On the praise for dictators thing, I misinterpreted your comma. Disregard.
Re: JD’s statements around the assassination: I directionally agree, though if we consistently apply the standard that people who publicly jumps to conclusions about responsibility in response to violent events shouldn’t be in office, then I’m not sure that many presidents/VPs reach the bar.
On immigration: my understanding was that the border proposal was unacceptable because it explicitly tolerates allowing just under 5,000 people in per day via illegal border crossings rather than via border control points. If this specific claim is not true, that would substantially change my view of how bad his opposition to the border compromise is.
On AI I share the same hopes as you. I don’t want ideological capture by e/accs or EAs though, because both are too myopic. I want them counter balancing each other, and I want tech acceleration mostly focused on things other than AI and narrow/harder to abuse applications of AI. I think we need substantial growth to deal with the debt burden, and generate enough value to have more positive-sum politics and foreign policy. At the same time, I think it is hard to directly attack most of the EO as stated. One issue is largely on how the involvement of the government to assure that AI increases equity will lead to a lot of negative-sum behavior and censorship that has nothing to do with safety. Thiel sometimes articulates the more extreme version of the longer-term concern in terms of authoritarianism, but that seems further off.
Overall, I agree the biggest threats and opportunities aren’t necessarily right or left wing. I feel now like I have a few points on foreign policy and immigration policy that could cause me to make large updates if I find more decisive counter-evidence to my current position. I think it may take me longer to sort through cruxes/points of info that would make me decisively more fearful of dictatorship risk.
(Quickly noting for casual readers that I didn’t say all the things or hold all the views that this comment ascribed to me, though no particular detail was especially egregious. Just wanted to provide a heads-up for any onlookers to reread my own comments to understand any specific claims I make; people who know me well can also DM for clarifications).

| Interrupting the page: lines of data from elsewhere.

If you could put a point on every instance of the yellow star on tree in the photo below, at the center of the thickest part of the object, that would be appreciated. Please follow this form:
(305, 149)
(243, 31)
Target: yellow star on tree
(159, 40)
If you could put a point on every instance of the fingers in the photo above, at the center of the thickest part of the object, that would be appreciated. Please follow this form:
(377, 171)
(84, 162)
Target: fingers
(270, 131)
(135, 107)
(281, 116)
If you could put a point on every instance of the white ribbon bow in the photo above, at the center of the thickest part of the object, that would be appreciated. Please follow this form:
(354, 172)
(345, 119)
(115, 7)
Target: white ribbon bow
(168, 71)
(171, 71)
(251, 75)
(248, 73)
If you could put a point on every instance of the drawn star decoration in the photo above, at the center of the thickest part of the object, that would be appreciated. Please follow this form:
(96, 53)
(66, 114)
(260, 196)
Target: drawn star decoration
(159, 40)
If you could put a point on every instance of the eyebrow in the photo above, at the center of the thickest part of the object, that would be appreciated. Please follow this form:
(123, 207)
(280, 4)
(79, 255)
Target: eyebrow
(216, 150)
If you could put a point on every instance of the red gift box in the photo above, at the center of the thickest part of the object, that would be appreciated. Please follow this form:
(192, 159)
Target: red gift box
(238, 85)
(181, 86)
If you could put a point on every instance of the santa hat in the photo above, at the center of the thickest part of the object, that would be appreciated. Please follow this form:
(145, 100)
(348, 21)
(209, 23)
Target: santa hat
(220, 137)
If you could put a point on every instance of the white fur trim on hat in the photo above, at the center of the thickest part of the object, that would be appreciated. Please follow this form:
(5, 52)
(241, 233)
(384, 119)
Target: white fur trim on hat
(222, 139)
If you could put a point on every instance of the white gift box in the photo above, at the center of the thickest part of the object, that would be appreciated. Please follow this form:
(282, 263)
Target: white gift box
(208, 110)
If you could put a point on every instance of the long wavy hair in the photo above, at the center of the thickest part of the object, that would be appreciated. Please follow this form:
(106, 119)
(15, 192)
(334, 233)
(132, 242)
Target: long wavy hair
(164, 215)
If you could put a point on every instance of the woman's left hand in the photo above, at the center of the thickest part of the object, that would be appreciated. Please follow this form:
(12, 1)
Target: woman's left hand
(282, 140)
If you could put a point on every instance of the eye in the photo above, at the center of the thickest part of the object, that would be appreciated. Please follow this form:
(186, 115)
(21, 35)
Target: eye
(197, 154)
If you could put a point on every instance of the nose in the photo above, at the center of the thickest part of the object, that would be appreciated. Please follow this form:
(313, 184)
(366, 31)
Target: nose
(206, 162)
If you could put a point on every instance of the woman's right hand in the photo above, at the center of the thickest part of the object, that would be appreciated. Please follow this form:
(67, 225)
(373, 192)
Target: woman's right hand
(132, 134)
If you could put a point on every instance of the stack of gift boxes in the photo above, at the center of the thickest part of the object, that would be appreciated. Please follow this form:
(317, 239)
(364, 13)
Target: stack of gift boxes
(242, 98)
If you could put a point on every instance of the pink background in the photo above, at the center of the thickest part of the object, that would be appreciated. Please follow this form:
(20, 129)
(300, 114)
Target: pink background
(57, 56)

To quickly clarify what I mean by “confused,”
I mean that I expect veganism’s health tradeoffs and political polarization to almost be entirely independent of each other. It could be the case that veganism has no health tradeoffs but nonetheless EA should not focus on it because there is extreme political political polarization. It could also be the case that veganism has many health costs but its support is divided equally among partisan lines.
I also would be surprised if there’s a strong correlational case. In general the world isn’t that neat.
So I basically think your claim is pretty close to formally invalid. I’m a bit surprised people haven’t noticed this even after I pointed it out initially.